Re: Getting the type Oid in a CREATE TYPE output function - Mailing list pgsql-hackers

From Weslee Bilodeau
Subject Re: Getting the type Oid in a CREATE TYPE output function
Date
Msg-id 45366FF9.5050508@hypermediasystems.com
Whole thread Raw
In response to Re: Getting the type Oid in a CREATE TYPE output function  ("Marko Kreen" <markokr@gmail.com>)
List pgsql-hackers
Marko Kreen wrote:
> On 10/16/06, Weslee Bilodeau <weslee.bilodeau@hypermediasystems.com> wrote:
>> Marko Kreen wrote:
>> > The PGP functions happen to do it already - pgp_key_id().
>>
>> Actually, Tom helped me realize I made a mistake, which I'm following
>> his suggestion. Not tying keys to OIDs which change when backup/restored.
> 
> Yeah, tying to oids is bad, you should link to names,
> preferably schema-qualified.  Anyway, that was just off-hand
> suggestion.
> 
> 
>> [ snip nice description ]
> 
> 
>> I'm not sure if anyone else needs something like it, but it allows us to
>> transparently encrypt data directly in the tables. Minimum application
>> changes ('select enc_key' at connection) - the main requirement when
>> working on legacy code that needs to match todays security polices
>> quickly.
> 
> Some want row-level access control, then your scheme would not be enough.
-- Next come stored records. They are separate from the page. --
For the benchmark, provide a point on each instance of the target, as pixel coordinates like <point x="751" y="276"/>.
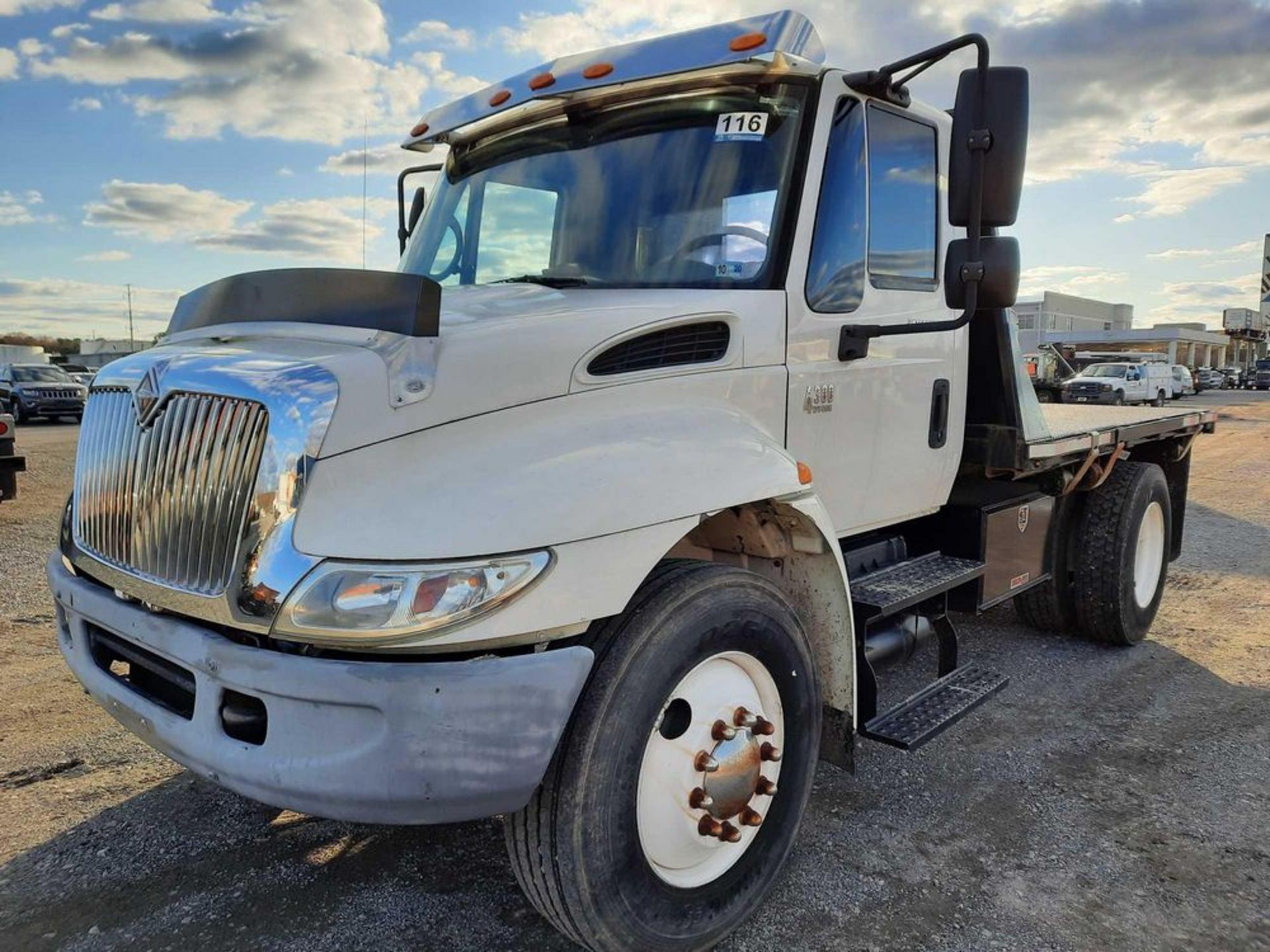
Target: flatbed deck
<point x="1075" y="430"/>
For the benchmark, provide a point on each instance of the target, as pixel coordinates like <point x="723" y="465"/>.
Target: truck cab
<point x="1121" y="383"/>
<point x="693" y="409"/>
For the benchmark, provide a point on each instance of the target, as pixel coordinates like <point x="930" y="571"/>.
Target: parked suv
<point x="1121" y="383"/>
<point x="41" y="390"/>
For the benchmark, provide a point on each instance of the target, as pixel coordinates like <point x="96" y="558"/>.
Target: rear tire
<point x="579" y="848"/>
<point x="1123" y="542"/>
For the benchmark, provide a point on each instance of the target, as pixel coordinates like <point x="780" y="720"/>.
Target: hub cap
<point x="710" y="768"/>
<point x="1150" y="555"/>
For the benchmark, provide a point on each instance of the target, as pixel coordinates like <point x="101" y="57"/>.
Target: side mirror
<point x="417" y="205"/>
<point x="1005" y="117"/>
<point x="999" y="287"/>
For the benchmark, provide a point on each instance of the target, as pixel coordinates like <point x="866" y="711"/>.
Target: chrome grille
<point x="168" y="502"/>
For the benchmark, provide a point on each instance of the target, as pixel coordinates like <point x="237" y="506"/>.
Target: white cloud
<point x="288" y="69"/>
<point x="440" y="33"/>
<point x="12" y="8"/>
<point x="159" y="12"/>
<point x="78" y="309"/>
<point x="320" y="229"/>
<point x="1245" y="248"/>
<point x="67" y="30"/>
<point x="161" y="211"/>
<point x="18" y="208"/>
<point x="444" y="79"/>
<point x="1174" y="190"/>
<point x="1206" y="300"/>
<point x="1068" y="280"/>
<point x="106" y="257"/>
<point x="33" y="48"/>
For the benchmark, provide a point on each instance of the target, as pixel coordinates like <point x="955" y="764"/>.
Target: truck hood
<point x="499" y="346"/>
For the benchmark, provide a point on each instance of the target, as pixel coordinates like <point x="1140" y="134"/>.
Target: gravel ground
<point x="1107" y="799"/>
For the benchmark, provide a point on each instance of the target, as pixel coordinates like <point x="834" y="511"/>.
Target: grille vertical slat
<point x="168" y="502"/>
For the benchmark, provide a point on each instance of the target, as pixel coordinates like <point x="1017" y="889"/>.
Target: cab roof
<point x="785" y="33"/>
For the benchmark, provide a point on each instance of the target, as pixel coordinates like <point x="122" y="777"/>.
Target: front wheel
<point x="676" y="793"/>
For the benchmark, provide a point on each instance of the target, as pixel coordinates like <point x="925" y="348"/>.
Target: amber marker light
<point x="747" y="41"/>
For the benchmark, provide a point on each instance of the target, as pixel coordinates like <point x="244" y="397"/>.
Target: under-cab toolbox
<point x="691" y="412"/>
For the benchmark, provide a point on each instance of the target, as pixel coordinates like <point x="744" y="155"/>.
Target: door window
<point x="904" y="201"/>
<point x="836" y="273"/>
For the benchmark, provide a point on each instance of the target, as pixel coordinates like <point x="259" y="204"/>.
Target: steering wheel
<point x="715" y="238"/>
<point x="452" y="225"/>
Right now once I have it working, at least in the column-level keys I'm
looking for, I can worry about this.

My main concern at having multiple keys on the same column is the
ability to index it.

Right now you can index the encrypted values, however you can only do
exact matches to use the index.

IE -

select * from table where credit_card = '1111';

That would work, as it encrypts the '1111' then compares the encrypted
values in the index.

By having multiple keys, I can't do that.

Aside from breaking the index, you can't do any comparisons at all anymore.

Because '1111' is encrypted then compared.
If credit_card was encrypted using key1, and '1111' is encrypted using
key2, there can be no match, even if the unencrytped values match.

You'd have to decrypt everything and then compare, which is a large
performance hit.

Also, I like the ability to do this -

insert into table ( credit_card ) values ( '1111' ) ;

And its automatically encrypted. To support multiple keys, there has to
be a way to switch the keys.

Something like -

select enc_key( 'key1' );
insert into table ( credit_card ) values ( '1111' ) ;

select enc_key( 'key2' );
insert into table ( credit_card ) values ( '2222' ) ;

Its possible, just a bit messy.

The other thing is when doing -

select * from table;

If you only specified key1, you can view the '1111', but if you don't
specify the key2, what is displayed as it doesn't have the decryption
key for '2222'?

Right now it errors out if attempting to view a record you haven't
provided the key for. In this case you need to give all keys before you
can do the select.



> 
> Maybe it would be better to avoid combining the keys, instead have
> hidden key in database and several user keys that grant access to that
> key, thus you can revoke access from only some users.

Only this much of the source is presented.